Thought it would be useful to have a thread with example images taken with different lenses for Leica mount cameras, M-Mount, thread-mount, and using RF-coupled adapters.

I'm starting with the Voigtlander Cosina 50/1.1 Nokton in M-Mount. This is my lens for low-light on the M9, have not tried it on the Monochrom yet. 

With prices of the Canon 50/0.95 at 10x what they were 10 years ago, and other "formerly low-priced" lenses like the Canon 50/1.2 hitting $600+, this lens is well worth considering.

This lens is large for an RF lens, but smaller than the FL mount Canon 50/1.4 that I converted to M-Mount.

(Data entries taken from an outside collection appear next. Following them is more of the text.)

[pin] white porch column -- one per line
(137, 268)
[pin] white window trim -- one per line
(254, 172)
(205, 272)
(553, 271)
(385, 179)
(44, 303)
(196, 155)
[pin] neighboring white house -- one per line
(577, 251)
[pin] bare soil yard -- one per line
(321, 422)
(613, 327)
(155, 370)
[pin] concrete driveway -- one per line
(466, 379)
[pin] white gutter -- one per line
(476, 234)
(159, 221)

These three shots are all wide-open at F1.1, high ISO - 1250 and 2500.


----------



## BrianV (Feb 15, 2013)

"My Cheapest Fast 50 in Leica Mount".

Canon 50/1.4 FL mount lens, fitted with an RF Cam and adapted to M-Mount using a Foto-Diox Adapter. $60 and some time invested in making a Cam out of the leg of a tripod.


----------



## BrianV (Feb 17, 2013)

The Russian Jupiter-3 5cm F1.5 is a faithful copy of the wartime Carl Zeiss Jena 5cm F1.5 Sonnar "T". It is made to the Zeiss standard, and often has to be adjusted to work properly on a Leica. This one is a very early J-3, had the focal length adjusted by moving the rear module, then was shimmed for optimal focus at F1.5. Russian lenses vary in quality, most are very good, some are poor, this one is as good as a wartime Zeiss lens that would cost 5x as much as this one.

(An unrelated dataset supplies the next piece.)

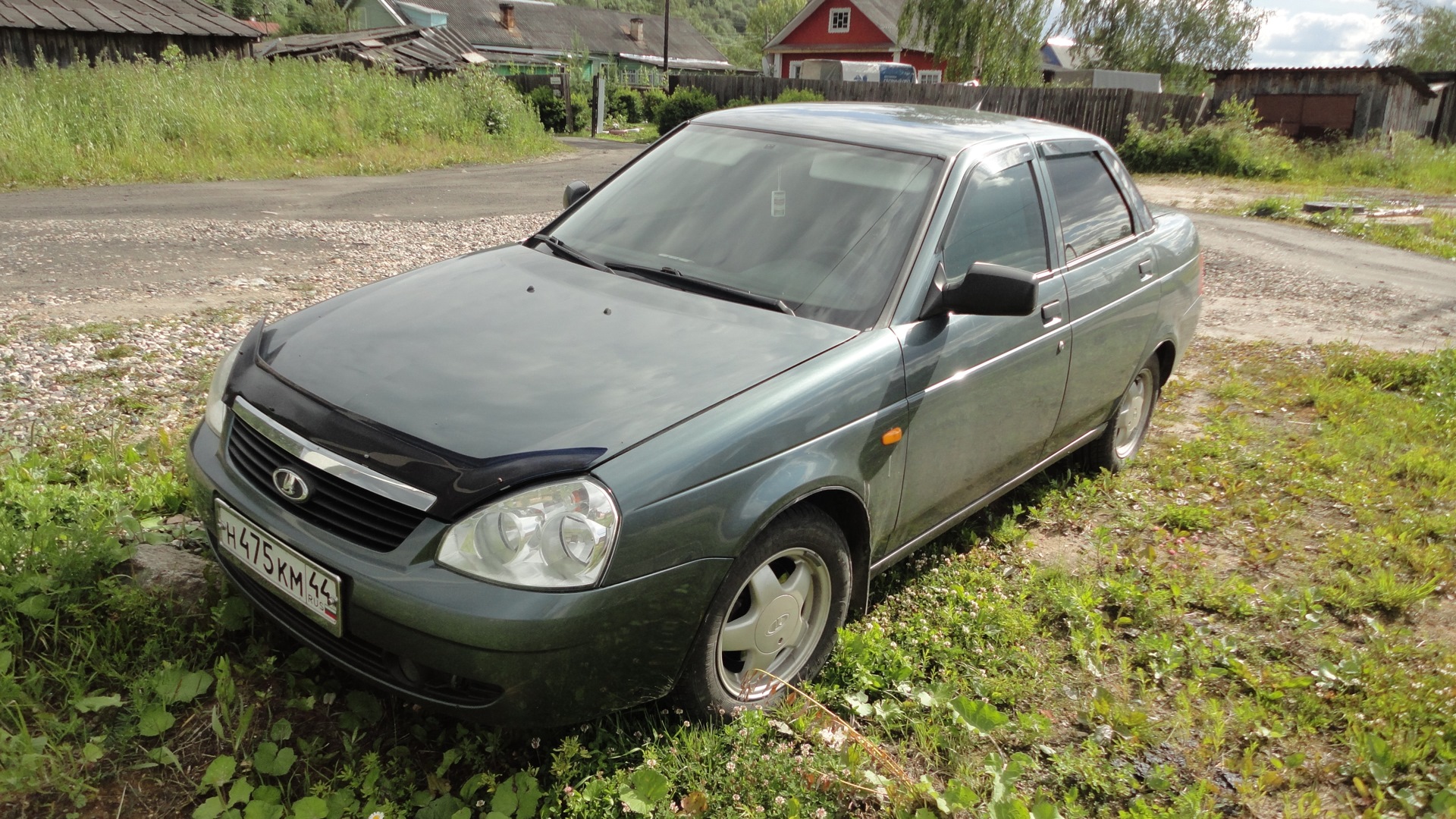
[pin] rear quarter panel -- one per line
(1175, 251)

Shots of my daughter at F1.5, the train is stopped down slightly, the lake is at F4.


----------



## BrianV (Feb 17, 2013)

The same lens on the M Monochrom, with a red filter. This was the first lens used on the new camera.


----------



## BrianV (Feb 22, 2013)

The Nikkor 8.5cm F2 in Leica Thread Mount is a Sonnar derivitive lens, simplified to 5 elements in 3 groups. It is the lens that put Nikon on the Map. Available in Leica Mount, Nikon S-Mount, and Contax RF mount. Uses 48mm filters, and takes Series VII filters in the original two-piece hood.

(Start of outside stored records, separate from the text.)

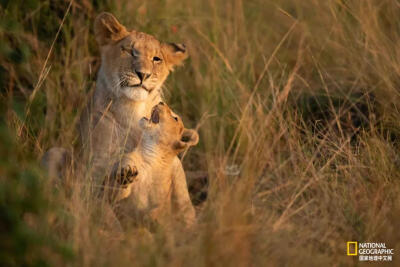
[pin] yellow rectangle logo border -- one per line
(348, 248)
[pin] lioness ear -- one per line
(107, 29)
(174, 54)
(189, 138)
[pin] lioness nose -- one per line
(142, 75)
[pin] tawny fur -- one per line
(156, 194)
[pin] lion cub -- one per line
(154, 189)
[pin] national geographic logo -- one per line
(352, 248)
(369, 251)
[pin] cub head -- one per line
(134, 64)
(166, 128)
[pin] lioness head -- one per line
(166, 128)
(134, 64)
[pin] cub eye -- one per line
(157, 59)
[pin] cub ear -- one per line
(107, 29)
(174, 54)
(189, 138)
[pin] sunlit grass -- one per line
(297, 108)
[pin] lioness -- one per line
(134, 66)
(152, 191)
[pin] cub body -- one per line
(155, 194)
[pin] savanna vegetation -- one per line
(297, 103)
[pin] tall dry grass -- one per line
(297, 108)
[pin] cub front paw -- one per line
(126, 175)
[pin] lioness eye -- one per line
(134, 53)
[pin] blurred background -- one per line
(297, 106)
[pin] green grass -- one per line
(302, 96)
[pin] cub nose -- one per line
(142, 75)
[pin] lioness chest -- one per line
(151, 192)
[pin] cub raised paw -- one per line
(126, 175)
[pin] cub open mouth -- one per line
(128, 84)
(155, 116)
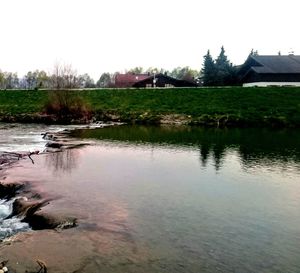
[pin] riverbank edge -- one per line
(215, 121)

Shots of the Rooster are at F2 on the Leica M8, outdoor shots of the re-enactment at Jamestown Settlement are at F4. 100%crops provided.


----------



## BrianV (Feb 22, 2013)

Some more hots with the Nikkor 8.5cm F2, At F2 and F4.


----------



## BrianV (Feb 22, 2013)

The Nikkor 10.5cm F2.5 is also a 5-element in 3 group Sonnar, but has a slight under-correction for spherical aberration that results in smoother Bokeh from the 8.5cm F2. On a Leica M series camera, the 90mm framelines work out well for the 10.5cm lens. for the 8.5cm f2- I use the 75mm framelines of the M8 and M9 for framing.


----------



## BrianV (Feb 24, 2013)

The Nikkor 5cm F1.4 is a Sonnar formula lens, the first faster than F1.5- even if it was not by much and was mainly for bragging rights. Nikon had an earlier 5cmF1.5 lens, and it is very rare.

The Sonnar formula 5cm F1.4 went through an optical "tweek" around the 33x serial number range, about the time when Nikon adopted the standard 24x36 image size. The Nikon S and M used a 24x34 image. The later lenses have larger-diameter optics. The earlier lenses have smoother Bokeh than thosethat followed.

These are with an earlier lens in Leica Thread Mount. Shots at F1.4 and F4 as noted.


----------